In this article, you'll learn how to register a service client application in Azure Active Directory (Azure AD). Client application registrations are Azure AD representations of applications that can be used to authenticate and obtain tokens. A service client is intended to be used by an application to obtain an access token without interactive authentication of a user. It will have certain application permissions and use an application secret (password) when obtaining access tokens.

Follow these steps to create a new service client.

App registrations in Azure portal

  1. In the Azure portal, navigate to Azure Active Directory.

  2. Select App registrations.

    Azure portal. New App Registration.

  3. Select New registration.

  4. Give the service client a display name. Service client applications typically don't use a reply URL.

    Azure portal. New Service Client App Registration.

  5. Select Register.

API permissions

Permissions for Azure API for FHIR are managed through RBAC. For more details, visit Configure Azure RBAC for FHIR.

Note

Use grant_type of client_credentials when trying to otain an access token for Azure API for FHIR using tools such as Postman. For more details, visit Testing the FHIR API on Azure API for FHIR.

Application secret

The service client needs a secret (password) to obtain a token.

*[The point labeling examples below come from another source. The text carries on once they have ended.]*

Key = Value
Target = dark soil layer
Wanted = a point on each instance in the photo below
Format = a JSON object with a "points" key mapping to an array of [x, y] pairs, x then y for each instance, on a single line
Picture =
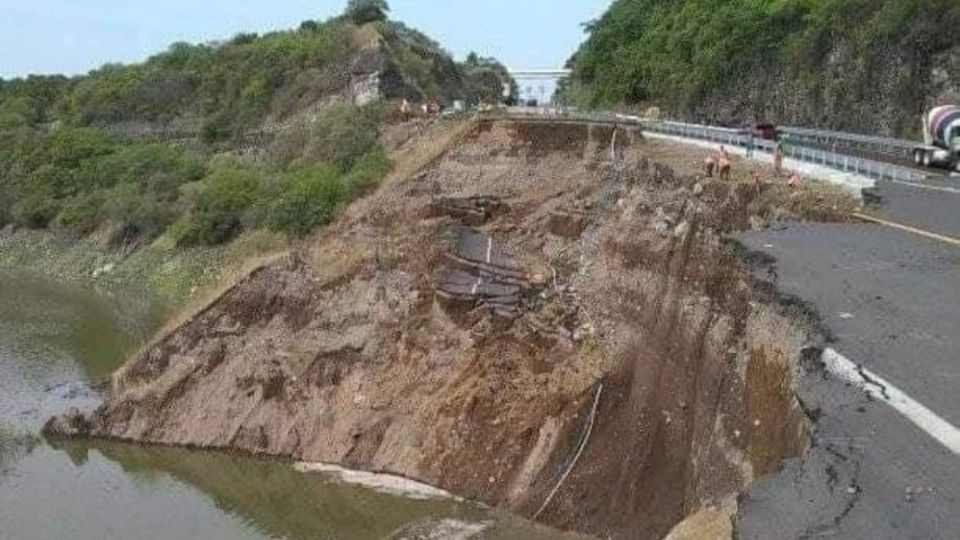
{"points": [[454, 328]]}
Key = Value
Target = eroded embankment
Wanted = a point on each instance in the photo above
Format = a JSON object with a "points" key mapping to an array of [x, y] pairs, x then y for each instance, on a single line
{"points": [[454, 328]]}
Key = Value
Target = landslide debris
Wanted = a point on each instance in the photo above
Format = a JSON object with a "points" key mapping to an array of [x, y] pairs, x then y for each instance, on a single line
{"points": [[454, 327]]}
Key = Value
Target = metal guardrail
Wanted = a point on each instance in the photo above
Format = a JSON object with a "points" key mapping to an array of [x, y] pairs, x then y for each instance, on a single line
{"points": [[881, 146], [841, 162], [877, 170]]}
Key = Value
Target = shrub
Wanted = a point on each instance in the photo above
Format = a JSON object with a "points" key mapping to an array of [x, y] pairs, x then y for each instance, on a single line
{"points": [[342, 135], [82, 213], [304, 199], [365, 11], [134, 214], [223, 200], [367, 173]]}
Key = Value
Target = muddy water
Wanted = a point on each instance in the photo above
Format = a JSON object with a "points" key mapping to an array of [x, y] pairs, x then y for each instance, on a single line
{"points": [[55, 344]]}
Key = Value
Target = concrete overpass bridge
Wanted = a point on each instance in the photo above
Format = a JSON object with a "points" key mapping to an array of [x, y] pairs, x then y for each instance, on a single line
{"points": [[538, 83]]}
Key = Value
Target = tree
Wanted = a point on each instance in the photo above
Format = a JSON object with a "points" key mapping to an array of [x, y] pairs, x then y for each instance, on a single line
{"points": [[365, 11]]}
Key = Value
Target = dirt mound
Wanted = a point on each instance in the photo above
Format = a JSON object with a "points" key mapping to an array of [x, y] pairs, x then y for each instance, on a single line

  1. Select Certificates & secrets.

  2. Select New client secret.

    Azure portal. Service Client Secret

  3. Provide a description and duration of the secret (either one year, two years or never).

  4. Once the secret has been generated, it will only be displayed once in the portal. Make a note of it and store in a secure location.

Next steps

In this article, you've learned how to register a service client application in Azure AD. Next, test access to your FHIR server using Postman.

FHIR® is a registered trademark of HL7 and is used with the permission of HL7.